The uproar was so universal that less than an hour later, at 1:40P.M. EST, the First Lady's spokesperson Stephanie Grisham was forced to address it. (This from a spokesperson and team that rarely addresses anything.) "It's a jacket. There was no hidden message. After today's important visit to Texas, I hope this isn't what the media is going to choose to focus on," Grisham told ABC White House reporter Meredith McGraw. That means that even if the jacket had been a very unhappy accident earlier in the day, by mid-afternoon the First Lady and her team were well aware how insensitive the messaging had been. Ok.
But then what happened? She put the jacket back on.
When Melania deplaned in Maryland yesterday afternoon, she was photographed wearing the jacket again. It was 82° in Maryland yesterday; she didn't need a jacket.
Should that surprise us? Absolutely not. There's a sad little #FreeMelania meme on the internet, the joke being that Melania is a prisoner in her husband's lair. It strips the First Lady of autonomous thought, but it also absolves her of insensitive actions. Melania is not a prisoner, and she's not careless-especially not about her wardrobe. "I style myself and choose what to wear based on what I feel good in it," she told ELLE reporter Hayley Phelan an interview in 2016. "I always wear what I like and what is appropriate for the occasion."

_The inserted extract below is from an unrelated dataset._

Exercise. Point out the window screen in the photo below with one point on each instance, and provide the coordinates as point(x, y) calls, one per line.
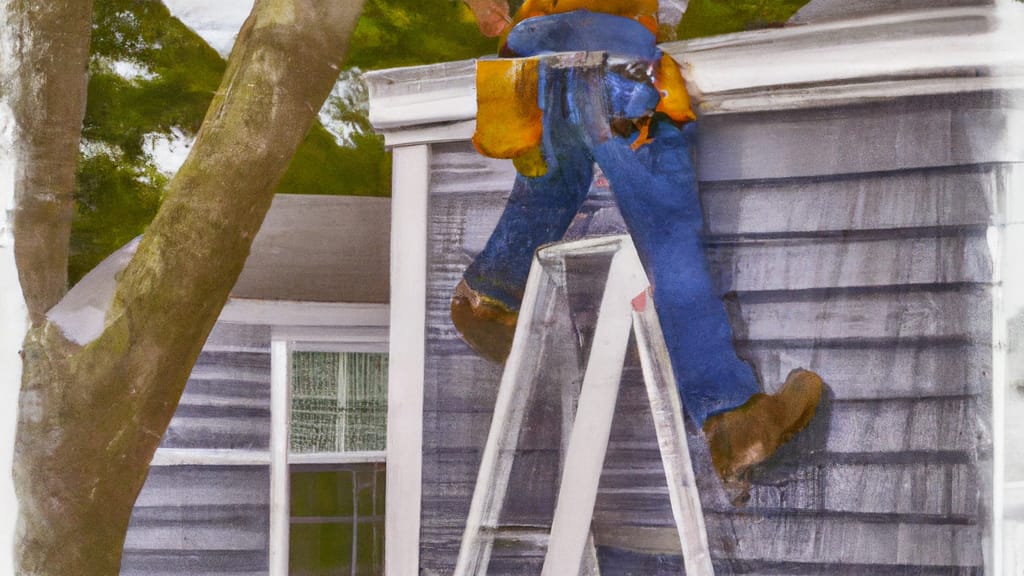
point(339, 402)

Melania's coat presents us with a horrifying reality: It was on purpose, and it's exactly what she thinks. The clothes that Melania chooses to wear and not wear, the words she chooses to say or not say, all of it is intentional. She is a woman who cares about how she presents herself. And when she tells us, with her appearance or with her words or with a combination of both, that she doesn't care, we should believe her. It's as callous and misanthropic as statement as any first lady has ever made in history, and its an action and line of beliefs unworthy of the position.